GUP-fast and perf_get_page_size() set/clear the tracker around their walk;
tlb_remove_table_sync_mm() uses it and replaces the previous broadcast in
the free/unshare paths.
I'm confused. This only happens when !PT_RECLAIM, because if PT_RECLAIM
__tlb_remove_table_one() actually uses RCU.
So why are you making things more expensive for no reason?
You're right that when CONFIG_PT_RECLAIM is set, __tlb_remove_table_one()

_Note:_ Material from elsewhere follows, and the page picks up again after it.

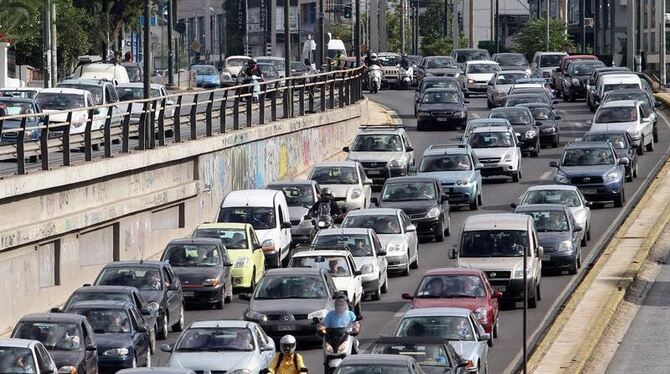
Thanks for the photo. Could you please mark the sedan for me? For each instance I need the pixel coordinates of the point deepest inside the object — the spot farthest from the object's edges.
(221, 346)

uses call_rcu() and we never call any sync there — this series doesn't
touch that path.
In the !PT_RECLAIM table-free path (same __tlb_remove_table_one() branch
that calls tlb_remove_table_sync_mm(tlb->mm) before __tlb_remove_table),
we're not adding any new sync; we're replacing the existing broadcast IPI
(tlb_remove_table_sync_one()) with targeted IPIs (tlb_remove_table_sync_mm()).
Right, but if we can use full RCU for PT_RECLAIM, why can't we do so
unconditionally and not add overhead?
The sync (IPI) is mainly needed for unshare (e.g. hugetlb) and collapse
(khugepaged) paths, regardless of whether table free uses RCU, IIUC.